Light and airy savory cheese puffs (gourgères) with cheddar cheese and thyme.

Gougeres Cheddar Cheese Puffs
Elise Bauer

Have you ever made cheese puffs? To make them, first you make a pâte a choux dough (pronounced "pat ah shoo"), which, if you've never made it before, can seem a little weird.

Weird because most of us who bake are used to mixing dough ingredients together and then plopping them in the oven.

With a pâte a choux dough, you essentially half cook the dough first, by adding flour to boiling water and butter, and stirring like a madman until you have a ball of dough the consistency of play-dough.

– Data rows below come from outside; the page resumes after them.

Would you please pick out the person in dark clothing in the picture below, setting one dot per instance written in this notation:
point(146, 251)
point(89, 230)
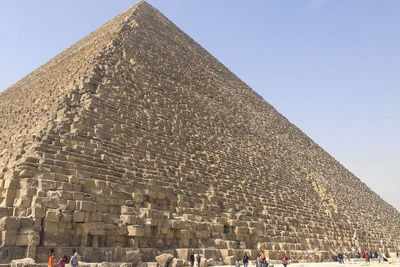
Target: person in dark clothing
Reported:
point(198, 259)
point(192, 259)
point(245, 260)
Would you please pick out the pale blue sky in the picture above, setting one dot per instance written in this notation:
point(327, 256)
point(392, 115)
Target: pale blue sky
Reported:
point(331, 67)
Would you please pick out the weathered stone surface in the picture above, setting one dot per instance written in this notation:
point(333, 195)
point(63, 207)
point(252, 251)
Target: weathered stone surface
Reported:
point(135, 230)
point(165, 258)
point(135, 140)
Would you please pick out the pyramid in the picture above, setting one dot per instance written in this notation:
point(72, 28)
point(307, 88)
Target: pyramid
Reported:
point(136, 141)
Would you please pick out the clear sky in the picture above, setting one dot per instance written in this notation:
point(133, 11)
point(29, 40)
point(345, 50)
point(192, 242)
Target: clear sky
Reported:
point(331, 67)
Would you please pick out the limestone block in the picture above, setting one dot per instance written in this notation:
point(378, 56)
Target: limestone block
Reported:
point(79, 216)
point(125, 210)
point(27, 238)
point(11, 184)
point(129, 219)
point(177, 262)
point(51, 227)
point(97, 216)
point(53, 215)
point(9, 223)
point(65, 217)
point(86, 206)
point(135, 230)
point(6, 211)
point(202, 234)
point(164, 258)
point(23, 202)
point(133, 256)
point(203, 262)
point(8, 238)
point(70, 205)
point(217, 227)
point(229, 260)
point(182, 253)
point(179, 225)
point(26, 223)
point(26, 174)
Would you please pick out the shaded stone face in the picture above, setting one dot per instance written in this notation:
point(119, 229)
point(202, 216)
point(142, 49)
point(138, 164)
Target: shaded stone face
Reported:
point(136, 140)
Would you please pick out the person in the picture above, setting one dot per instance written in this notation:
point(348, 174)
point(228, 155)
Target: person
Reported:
point(74, 260)
point(63, 261)
point(340, 258)
point(52, 258)
point(284, 259)
point(262, 259)
point(245, 260)
point(192, 259)
point(198, 259)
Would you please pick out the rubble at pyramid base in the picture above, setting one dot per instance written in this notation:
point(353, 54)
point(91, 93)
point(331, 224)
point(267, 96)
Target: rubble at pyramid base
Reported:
point(135, 142)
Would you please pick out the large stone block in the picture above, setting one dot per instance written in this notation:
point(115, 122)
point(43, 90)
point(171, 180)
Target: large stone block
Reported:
point(27, 238)
point(133, 255)
point(79, 216)
point(135, 230)
point(164, 258)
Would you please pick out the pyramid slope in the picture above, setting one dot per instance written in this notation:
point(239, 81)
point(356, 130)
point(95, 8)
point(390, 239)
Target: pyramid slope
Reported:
point(158, 146)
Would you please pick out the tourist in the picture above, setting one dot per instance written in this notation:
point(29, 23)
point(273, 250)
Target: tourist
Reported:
point(63, 261)
point(284, 259)
point(258, 260)
point(198, 259)
point(245, 260)
point(263, 259)
point(74, 260)
point(192, 259)
point(52, 258)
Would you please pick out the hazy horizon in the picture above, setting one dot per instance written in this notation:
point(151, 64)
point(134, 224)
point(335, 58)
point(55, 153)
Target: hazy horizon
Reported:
point(330, 67)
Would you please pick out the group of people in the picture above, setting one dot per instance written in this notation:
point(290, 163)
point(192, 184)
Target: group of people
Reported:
point(198, 259)
point(64, 260)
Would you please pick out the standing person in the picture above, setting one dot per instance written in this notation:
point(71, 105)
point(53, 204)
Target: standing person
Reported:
point(74, 260)
point(63, 261)
point(192, 259)
point(52, 258)
point(245, 260)
point(262, 259)
point(198, 259)
point(284, 259)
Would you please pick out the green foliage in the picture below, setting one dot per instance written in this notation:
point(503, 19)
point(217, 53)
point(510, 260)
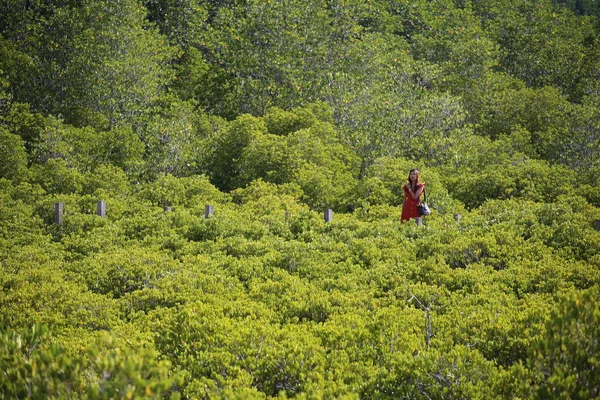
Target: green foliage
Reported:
point(34, 367)
point(12, 153)
point(565, 358)
point(271, 112)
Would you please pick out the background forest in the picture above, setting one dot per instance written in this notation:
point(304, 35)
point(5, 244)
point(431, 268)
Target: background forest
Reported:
point(272, 111)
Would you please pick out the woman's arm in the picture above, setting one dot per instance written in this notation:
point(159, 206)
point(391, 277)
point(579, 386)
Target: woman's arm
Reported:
point(415, 195)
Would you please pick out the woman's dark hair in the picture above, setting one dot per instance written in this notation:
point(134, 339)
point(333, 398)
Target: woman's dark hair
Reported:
point(413, 186)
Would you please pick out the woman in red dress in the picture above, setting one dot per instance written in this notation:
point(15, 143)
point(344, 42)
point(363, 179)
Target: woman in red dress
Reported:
point(412, 196)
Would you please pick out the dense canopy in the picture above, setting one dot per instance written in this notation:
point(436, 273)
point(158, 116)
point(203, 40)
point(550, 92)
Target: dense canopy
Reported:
point(272, 112)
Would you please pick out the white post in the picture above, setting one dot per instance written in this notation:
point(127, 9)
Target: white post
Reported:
point(58, 213)
point(101, 208)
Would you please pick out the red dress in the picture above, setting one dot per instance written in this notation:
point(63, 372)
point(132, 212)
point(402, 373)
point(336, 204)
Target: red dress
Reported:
point(409, 207)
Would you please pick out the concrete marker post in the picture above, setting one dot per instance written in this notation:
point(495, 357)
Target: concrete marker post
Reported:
point(58, 213)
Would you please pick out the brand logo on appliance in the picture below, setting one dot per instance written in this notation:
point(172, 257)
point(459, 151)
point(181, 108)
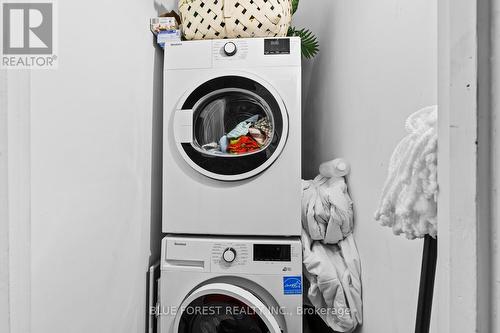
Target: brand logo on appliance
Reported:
point(292, 285)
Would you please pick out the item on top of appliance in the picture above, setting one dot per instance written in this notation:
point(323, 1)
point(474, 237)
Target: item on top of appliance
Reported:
point(204, 19)
point(241, 145)
point(166, 28)
point(408, 202)
point(166, 36)
point(331, 260)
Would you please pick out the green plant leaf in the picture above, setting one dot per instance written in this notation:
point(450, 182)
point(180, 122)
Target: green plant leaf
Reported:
point(309, 42)
point(295, 6)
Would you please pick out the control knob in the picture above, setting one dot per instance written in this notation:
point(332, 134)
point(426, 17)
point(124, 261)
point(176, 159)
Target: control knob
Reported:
point(229, 255)
point(230, 49)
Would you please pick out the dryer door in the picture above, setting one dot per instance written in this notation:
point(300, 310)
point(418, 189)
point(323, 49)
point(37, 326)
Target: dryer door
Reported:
point(231, 127)
point(221, 308)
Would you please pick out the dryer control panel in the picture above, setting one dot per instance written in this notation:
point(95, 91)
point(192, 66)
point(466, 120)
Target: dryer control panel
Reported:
point(233, 53)
point(229, 255)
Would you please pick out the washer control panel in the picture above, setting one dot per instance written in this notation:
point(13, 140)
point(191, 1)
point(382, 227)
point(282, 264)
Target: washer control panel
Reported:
point(230, 254)
point(245, 255)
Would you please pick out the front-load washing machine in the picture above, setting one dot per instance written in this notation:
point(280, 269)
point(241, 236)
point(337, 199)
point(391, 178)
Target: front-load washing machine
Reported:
point(231, 137)
point(218, 285)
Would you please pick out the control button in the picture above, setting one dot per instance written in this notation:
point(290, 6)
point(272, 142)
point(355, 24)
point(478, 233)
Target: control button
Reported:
point(230, 49)
point(229, 254)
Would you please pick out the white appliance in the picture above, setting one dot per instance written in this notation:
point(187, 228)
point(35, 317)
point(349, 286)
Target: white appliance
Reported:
point(210, 87)
point(217, 285)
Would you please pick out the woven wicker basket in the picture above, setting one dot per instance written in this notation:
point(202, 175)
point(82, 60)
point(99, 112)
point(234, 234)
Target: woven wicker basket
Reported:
point(211, 19)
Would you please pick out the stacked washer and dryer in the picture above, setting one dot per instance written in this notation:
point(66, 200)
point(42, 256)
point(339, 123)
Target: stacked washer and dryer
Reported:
point(232, 258)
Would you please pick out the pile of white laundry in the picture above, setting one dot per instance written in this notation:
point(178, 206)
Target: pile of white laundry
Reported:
point(331, 259)
point(409, 198)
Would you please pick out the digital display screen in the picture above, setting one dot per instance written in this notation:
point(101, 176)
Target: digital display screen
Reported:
point(277, 46)
point(271, 252)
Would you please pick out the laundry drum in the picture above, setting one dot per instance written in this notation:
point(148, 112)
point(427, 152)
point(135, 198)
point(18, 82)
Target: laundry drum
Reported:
point(224, 308)
point(231, 128)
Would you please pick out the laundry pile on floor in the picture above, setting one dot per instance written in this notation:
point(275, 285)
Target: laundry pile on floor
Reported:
point(409, 199)
point(248, 136)
point(331, 259)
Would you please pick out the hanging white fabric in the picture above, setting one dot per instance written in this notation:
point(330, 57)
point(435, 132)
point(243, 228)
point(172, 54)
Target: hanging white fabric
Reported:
point(331, 260)
point(409, 198)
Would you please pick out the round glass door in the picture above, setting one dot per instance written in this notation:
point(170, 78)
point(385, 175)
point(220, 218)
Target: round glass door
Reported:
point(234, 128)
point(224, 308)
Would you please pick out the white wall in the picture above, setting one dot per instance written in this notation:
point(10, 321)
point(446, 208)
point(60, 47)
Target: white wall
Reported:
point(377, 64)
point(91, 153)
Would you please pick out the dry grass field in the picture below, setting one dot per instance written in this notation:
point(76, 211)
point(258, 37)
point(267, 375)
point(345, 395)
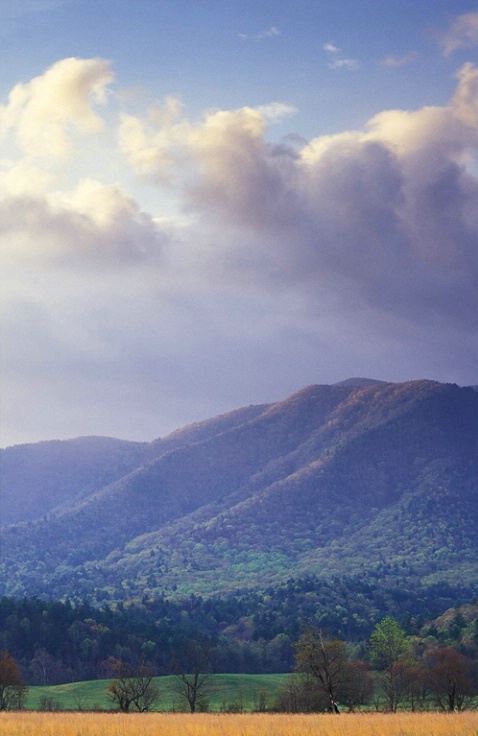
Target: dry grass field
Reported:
point(175, 724)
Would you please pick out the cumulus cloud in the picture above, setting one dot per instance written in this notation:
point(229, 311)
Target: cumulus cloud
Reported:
point(42, 113)
point(394, 61)
point(391, 210)
point(337, 61)
point(267, 33)
point(462, 34)
point(95, 225)
point(358, 248)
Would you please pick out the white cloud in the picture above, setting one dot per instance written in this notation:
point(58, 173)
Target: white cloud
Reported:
point(357, 248)
point(396, 61)
point(267, 33)
point(462, 34)
point(331, 48)
point(344, 64)
point(43, 113)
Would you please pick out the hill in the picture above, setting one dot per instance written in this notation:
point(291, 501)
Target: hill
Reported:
point(357, 477)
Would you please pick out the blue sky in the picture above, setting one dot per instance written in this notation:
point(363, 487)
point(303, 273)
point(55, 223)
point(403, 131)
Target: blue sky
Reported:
point(209, 204)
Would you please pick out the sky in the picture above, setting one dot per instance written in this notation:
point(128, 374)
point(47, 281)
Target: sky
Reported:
point(209, 204)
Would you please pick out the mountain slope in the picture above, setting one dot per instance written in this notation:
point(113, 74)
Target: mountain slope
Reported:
point(333, 479)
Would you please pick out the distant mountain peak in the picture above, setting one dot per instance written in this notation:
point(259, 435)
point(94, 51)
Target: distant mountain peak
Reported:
point(359, 382)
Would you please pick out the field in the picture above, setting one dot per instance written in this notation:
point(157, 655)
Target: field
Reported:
point(174, 724)
point(225, 692)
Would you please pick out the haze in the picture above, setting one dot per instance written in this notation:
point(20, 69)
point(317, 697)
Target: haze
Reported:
point(206, 205)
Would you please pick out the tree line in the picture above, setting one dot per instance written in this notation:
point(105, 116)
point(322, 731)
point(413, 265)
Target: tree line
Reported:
point(401, 671)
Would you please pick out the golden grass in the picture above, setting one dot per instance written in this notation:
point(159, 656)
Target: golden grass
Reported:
point(179, 724)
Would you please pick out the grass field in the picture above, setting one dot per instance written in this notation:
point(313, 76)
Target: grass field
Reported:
point(174, 724)
point(241, 691)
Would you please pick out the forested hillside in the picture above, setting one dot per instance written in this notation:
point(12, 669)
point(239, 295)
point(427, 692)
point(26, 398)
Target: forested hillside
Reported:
point(360, 478)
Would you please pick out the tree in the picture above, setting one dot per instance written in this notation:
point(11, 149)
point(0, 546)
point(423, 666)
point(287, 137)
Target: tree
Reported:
point(12, 689)
point(357, 685)
point(391, 653)
point(132, 687)
point(193, 675)
point(450, 677)
point(323, 660)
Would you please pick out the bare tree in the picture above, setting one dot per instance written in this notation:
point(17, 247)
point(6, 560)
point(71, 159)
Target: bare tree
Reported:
point(325, 661)
point(451, 677)
point(132, 688)
point(193, 675)
point(12, 688)
point(391, 654)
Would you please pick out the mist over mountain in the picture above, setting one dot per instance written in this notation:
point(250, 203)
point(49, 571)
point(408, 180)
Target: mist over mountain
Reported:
point(358, 477)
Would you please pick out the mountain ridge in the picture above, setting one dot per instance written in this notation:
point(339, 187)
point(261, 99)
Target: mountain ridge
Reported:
point(332, 478)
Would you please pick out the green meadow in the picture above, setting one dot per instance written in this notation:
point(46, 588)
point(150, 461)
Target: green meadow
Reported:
point(239, 693)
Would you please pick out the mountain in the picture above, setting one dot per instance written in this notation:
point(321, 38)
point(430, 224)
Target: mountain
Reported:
point(362, 476)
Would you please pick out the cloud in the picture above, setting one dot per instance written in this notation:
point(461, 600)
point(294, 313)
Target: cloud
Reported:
point(287, 259)
point(462, 34)
point(43, 113)
point(396, 61)
point(95, 226)
point(338, 62)
point(390, 212)
point(267, 33)
point(331, 48)
point(344, 64)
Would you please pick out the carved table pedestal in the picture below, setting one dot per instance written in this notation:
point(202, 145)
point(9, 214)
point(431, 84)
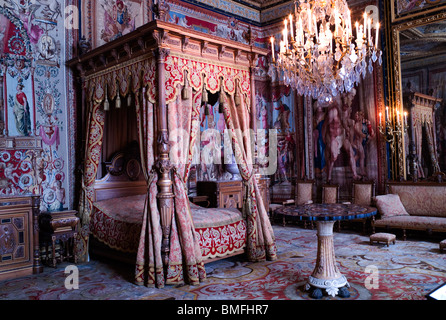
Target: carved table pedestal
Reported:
point(326, 275)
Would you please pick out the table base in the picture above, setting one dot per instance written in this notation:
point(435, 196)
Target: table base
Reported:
point(326, 275)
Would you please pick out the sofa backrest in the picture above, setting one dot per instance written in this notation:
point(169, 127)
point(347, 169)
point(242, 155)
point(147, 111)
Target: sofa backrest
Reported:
point(421, 198)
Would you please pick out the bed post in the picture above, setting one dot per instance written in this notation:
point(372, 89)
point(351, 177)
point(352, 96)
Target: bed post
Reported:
point(165, 195)
point(252, 68)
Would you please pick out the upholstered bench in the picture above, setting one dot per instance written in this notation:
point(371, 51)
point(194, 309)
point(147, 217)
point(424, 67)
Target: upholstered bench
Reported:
point(443, 245)
point(382, 237)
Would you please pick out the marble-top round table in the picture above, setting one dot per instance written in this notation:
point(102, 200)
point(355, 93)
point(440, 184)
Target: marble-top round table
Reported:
point(326, 275)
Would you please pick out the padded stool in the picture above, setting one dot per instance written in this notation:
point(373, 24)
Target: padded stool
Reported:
point(382, 237)
point(443, 245)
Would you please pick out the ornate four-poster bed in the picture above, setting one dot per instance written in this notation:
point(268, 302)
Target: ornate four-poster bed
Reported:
point(141, 205)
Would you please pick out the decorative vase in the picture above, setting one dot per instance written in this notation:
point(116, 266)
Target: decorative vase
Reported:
point(232, 168)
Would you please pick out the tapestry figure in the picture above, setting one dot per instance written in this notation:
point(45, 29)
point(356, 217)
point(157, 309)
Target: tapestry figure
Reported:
point(21, 112)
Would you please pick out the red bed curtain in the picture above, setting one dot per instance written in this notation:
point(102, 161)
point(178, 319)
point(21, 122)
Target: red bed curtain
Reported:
point(260, 238)
point(185, 258)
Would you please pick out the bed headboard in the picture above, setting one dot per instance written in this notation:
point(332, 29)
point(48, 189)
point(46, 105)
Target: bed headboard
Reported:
point(124, 175)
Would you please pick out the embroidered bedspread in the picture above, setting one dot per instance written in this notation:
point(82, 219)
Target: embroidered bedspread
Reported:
point(117, 223)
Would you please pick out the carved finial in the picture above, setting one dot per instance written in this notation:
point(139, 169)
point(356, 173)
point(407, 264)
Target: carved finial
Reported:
point(84, 45)
point(161, 10)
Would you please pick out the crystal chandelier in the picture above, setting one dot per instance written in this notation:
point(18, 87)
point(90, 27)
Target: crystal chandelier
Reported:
point(318, 55)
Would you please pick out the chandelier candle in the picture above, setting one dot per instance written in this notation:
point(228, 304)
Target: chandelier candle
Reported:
point(319, 56)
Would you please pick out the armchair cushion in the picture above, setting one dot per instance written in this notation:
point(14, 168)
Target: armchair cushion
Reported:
point(304, 193)
point(363, 194)
point(389, 205)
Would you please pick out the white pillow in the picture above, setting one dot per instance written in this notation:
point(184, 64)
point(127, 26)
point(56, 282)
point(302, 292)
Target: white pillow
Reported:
point(390, 205)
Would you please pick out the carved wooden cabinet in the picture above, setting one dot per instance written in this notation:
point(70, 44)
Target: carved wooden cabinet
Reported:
point(59, 226)
point(19, 236)
point(222, 194)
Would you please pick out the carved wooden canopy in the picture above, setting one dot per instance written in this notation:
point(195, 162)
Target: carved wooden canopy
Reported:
point(130, 62)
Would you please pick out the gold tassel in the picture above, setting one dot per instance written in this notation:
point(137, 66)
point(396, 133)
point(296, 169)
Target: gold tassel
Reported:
point(106, 104)
point(204, 97)
point(185, 91)
point(118, 101)
point(221, 100)
point(237, 99)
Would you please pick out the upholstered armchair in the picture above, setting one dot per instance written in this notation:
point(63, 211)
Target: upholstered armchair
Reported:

Then you mix in eggs and then the dough goes in the oven, where it puffs up as the water in the dough turns to steam and expands into air pockets.

Cheese Puffs Gougeres
Elise Bauer

The dough is used for making cream puffs, eclairs, cheese puffs (gougères), beignets, and even churros. David Lebovitz has a recipe for making a French tart crust with what looks to me to be essentially a pâte a choux dough, that has been getting raves.

So, it's a useful technique, and pretty easy, though the dough can be a little stiff to work by hand.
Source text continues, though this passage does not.